# Green Wing Teal mount



## Tombuster (Dec 9, 2008)

Looking to get one mounted but wanted to see some examples that others may have. Not sure if i want to get it mounted flying or some other way to see all the colors. 

Please post some photos of mounts if you have em.

Thanks,


----------



## Gut_Pile (Dec 9, 2008)

don't have one mounted myself but I looked these up for you online to give you seom examples of what you can get. hope this helps


----------



## Nitro (Dec 9, 2008)

I am building inventory for this end result- 

Taxidermy by Shane Smith, Bridgeport,AL.

Good as it gets.


----------



## Bowman#3 (Dec 9, 2008)

That's a great looking mount Nitro
I just like eating them suckers to much!


----------



## Tombuster (Dec 9, 2008)

yea that looks real good, 

thanks for the help guys.


----------



## Nitro (Dec 9, 2008)

Bowman#3 said:


> That's a great looking mount Nitro
> I just like eating them suckers to much!

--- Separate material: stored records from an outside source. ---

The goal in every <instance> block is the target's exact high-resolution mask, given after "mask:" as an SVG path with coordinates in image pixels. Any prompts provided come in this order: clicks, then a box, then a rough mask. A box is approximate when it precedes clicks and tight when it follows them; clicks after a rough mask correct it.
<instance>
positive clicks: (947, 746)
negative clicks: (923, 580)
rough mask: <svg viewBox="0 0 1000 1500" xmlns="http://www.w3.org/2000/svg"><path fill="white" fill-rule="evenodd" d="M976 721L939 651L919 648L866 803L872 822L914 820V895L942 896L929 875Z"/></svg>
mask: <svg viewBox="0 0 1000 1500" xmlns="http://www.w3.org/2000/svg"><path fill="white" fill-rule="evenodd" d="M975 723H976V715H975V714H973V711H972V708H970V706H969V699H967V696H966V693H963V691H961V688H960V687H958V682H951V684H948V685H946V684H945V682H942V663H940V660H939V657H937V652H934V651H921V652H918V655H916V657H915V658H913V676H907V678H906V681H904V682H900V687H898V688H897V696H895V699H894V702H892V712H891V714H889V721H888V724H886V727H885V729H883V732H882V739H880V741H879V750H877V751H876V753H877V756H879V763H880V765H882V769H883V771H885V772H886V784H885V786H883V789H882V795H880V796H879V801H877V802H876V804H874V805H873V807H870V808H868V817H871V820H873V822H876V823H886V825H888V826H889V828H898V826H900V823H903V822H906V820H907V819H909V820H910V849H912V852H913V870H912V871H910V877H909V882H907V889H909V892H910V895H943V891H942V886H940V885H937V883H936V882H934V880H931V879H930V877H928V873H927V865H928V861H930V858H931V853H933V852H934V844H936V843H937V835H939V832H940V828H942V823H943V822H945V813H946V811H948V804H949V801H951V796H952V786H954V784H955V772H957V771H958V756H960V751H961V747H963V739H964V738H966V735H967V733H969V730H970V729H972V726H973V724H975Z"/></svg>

You can still eat em. Just takes a little longer to skin em for a mount.......

And I agree, they are tasty. I cooked a pile of em two weeks ago.


----------



## dognducks (Dec 9, 2008)

Nitro said:


> I am building inventory for this end result-
> 
> Taxidermy by Shane Smith, Bridgeport,AL.
> 
> Good as it gets.



That is a killer looking mount. All his work is truely amazing


----------



## TurkeyH90 (Dec 10, 2008)

*taxidermy*

Wow!!! I am very critical of anyones taxidermy besides Trails End but that guy is OUTSTANDING!!!Love that table mount.


----------